Dass die Insekten aber vom Aussterben bedroht sind, sei „derzeit hierzulande nicht zu befürchten“, sagt Fischer, und auch die Landesanstalt für Wein- und Gartenbau sieht keine Gefahr: Weil die deutschen Bienen wohlauf seien, anders als in den USA, wo viele einfach verschwunden sind: Die erwachsenen Bienen sind dort einfach nicht mehr zurückgekommen zum Stock, und die jungen Tiere konnten allein nicht überleben.

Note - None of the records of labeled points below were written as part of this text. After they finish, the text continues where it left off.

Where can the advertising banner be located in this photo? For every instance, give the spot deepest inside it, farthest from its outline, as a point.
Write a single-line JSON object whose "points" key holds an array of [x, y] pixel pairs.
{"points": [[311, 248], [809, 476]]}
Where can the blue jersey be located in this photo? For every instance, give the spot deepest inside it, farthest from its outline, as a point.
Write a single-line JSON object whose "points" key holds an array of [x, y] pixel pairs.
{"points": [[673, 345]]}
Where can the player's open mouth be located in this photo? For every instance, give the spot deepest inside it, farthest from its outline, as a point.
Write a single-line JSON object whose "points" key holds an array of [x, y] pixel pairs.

„Ein Bienensterben wie in den USA wäre für unsere Landwirtschaft katastrophal“, sagt auch der Grünen-Bundestagsabgeordnete und promovierte Biologe Anton Hofreiter. In Deutschland gilt die Biene nach Rind und Schwein als wichtigstes Nutztier. Je nach Jahr leben etwa 800 000 Bienenvölker in der Bundesrepublik. Bis zu 15 000 Tiere überleben pro Volk den Winter, im Sommer vermehren sich die Völker auf bis zu 50 000 Mitglieder. Schuld an dem Bienen-Sterben in den USA, vermutet Hofreiter, könnte die Gentechnik sein. Weil die Tiere in Amerika im Winter mit Maissirup gefüttert werden, fordert er, dort einen Zusammenhang zwischen Gentechnik und dem Tod der Insekten zu untersuchen.

„An der Gentechnik liegt das nicht, das sind reine Spekulationen“, ärgert sich hingegen Fischer. Er macht die mangelhafte Fürsorge der amerikanischen Imker für das Massensterben verantwortlich. Während in Deutschland ein Imker etwa 1000 Völker betreue, kümmerten sich die Imker in Amerika um bis zu zehnmal so viele Tiere. Auf Trucks fahren sie dort ihre Völker zu den Feldern der Farmer.

„Die hätten früher merken müssen, dass mit ihren Tieren etwas nicht stimmt“, sagt Fischer. Er glaubt nicht an eine „spektakuläre neue Krankheit“, sondern „an verschiedene Faktoren, die wegen der schlechten Fürsorge nicht rechtzeitig bemerkt worden sind“. Zudem, sagt Fischer, würde die Nachricht vom Massensterben den US-Imkern auch nicht unbedingt schaden: Sie erhöhe die Ängste der Farmer, die ja auf die Tiere angewiesen sind, und sie erhöhe so auch die Preise, die die Imker für ihre Dienste fordern können.

Eine Antwort zu “Sterben die Bienen, stirbt auch der Mensch”

  1. Harald Feix sagte

    Das Bienensterben hat inzwischen auch Deutschland erreicht, wie aus einer Rundmail von GRÜNES UNABHÄNGIGES ÖSTERREICH (Ö)
    die bürgerlichen Grünen
    (gruenes.unabhaengiges.oesterreich@chello.at
    http://www.guoe.at) hervor geht. Mir selbst fällt in meinem Garten in den Pflaumenbäumen, die in voller Blüte stehen, das Fehlen der Bienen auf; es gibt nur ein paar Hummeln und ganz wenige Wildbienen. – Es ist bereits fünf nach zwölf.